My children have also helped me explore the edgelands. Becoming a father altered my focal length and adjusted my depth of field. Children are generally uninterested in grandeur, and rapt by the miniature and the close at hand (a teeming ants’ nest, a chalk pit, moss jungles, lichen continents, a low-branched climbing tree). From them – among countless other lessons – I have learnt that magnitude of scale is no metric by which to judge natural spectacle, and that wonder is now, more than ever, an essential survival skill.

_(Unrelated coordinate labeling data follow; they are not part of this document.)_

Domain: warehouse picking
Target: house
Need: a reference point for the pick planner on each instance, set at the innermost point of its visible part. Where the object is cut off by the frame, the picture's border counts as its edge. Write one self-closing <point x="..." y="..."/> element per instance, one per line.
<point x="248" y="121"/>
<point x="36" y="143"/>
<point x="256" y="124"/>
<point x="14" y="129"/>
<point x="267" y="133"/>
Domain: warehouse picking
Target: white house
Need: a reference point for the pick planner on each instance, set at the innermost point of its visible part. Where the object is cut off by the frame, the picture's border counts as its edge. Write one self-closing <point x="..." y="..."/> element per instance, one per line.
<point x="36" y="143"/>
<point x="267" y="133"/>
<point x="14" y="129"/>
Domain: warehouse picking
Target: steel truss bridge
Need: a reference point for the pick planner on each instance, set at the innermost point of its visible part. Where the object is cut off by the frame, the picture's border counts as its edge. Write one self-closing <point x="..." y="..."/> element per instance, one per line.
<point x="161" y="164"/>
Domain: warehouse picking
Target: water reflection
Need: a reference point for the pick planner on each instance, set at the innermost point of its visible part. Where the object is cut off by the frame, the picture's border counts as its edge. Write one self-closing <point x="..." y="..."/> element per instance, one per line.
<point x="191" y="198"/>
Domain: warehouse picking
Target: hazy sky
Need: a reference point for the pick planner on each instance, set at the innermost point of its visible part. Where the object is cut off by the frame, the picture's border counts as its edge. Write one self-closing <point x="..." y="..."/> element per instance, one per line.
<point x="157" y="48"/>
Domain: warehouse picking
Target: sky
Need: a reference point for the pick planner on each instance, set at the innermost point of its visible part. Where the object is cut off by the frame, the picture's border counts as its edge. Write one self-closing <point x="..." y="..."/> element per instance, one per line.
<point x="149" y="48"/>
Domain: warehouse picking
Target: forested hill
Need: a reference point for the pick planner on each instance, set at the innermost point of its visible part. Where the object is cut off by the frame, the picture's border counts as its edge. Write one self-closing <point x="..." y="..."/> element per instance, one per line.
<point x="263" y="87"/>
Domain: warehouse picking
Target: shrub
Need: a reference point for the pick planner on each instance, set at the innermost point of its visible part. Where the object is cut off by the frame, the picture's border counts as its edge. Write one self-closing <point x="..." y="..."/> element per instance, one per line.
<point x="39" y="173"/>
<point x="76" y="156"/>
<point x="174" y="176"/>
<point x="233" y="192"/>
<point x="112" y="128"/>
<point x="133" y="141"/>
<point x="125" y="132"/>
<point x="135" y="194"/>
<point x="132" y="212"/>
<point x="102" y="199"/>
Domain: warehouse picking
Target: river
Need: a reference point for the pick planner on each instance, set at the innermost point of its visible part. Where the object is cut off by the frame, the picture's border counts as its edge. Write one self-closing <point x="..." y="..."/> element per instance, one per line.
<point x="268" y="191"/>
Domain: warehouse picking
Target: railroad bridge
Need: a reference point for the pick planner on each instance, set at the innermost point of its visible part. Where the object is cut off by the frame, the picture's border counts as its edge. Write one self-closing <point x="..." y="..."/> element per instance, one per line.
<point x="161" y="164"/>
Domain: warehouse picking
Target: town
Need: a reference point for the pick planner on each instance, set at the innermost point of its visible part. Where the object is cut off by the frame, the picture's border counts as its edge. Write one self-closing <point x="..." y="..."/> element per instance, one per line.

I have also come to ‘see’ the edgelands thanks to the art and literature of what contemporary conservation calls ‘nearby nature’: the work of English hedge-visionaries and foot-philosophers including Samuel Palmer, Edward Thomas, Roger Deakin, Dorothy Wordsworth, Virginia Woolf – and Richard Jefferies. Jefferies was absorbed by what lay hidden in plain view.
‘It would be very easy
,’ he noted of his favoured Surrey haunts, ‘to pass any of these places and see nothing, or but little.’ His engagement with the landscape was not prescriptive but exemplary, offering what he called – with an epistemological flourish – a ‘method of knowing’.
‘Everyone must find their own locality
. I find a favourite wild-flower here, and the spot is dear to me; you find yours yonder.’ His method was based on long-term and patient acquaintance, and on careful observation. It involved
‘keep[ing] an eye
’ on one’s locale ‘from year’s end to year’s end’, and in this manner coming ‘to see the land as it really is’: the creaturely bustle of hedge, copse, sky and field.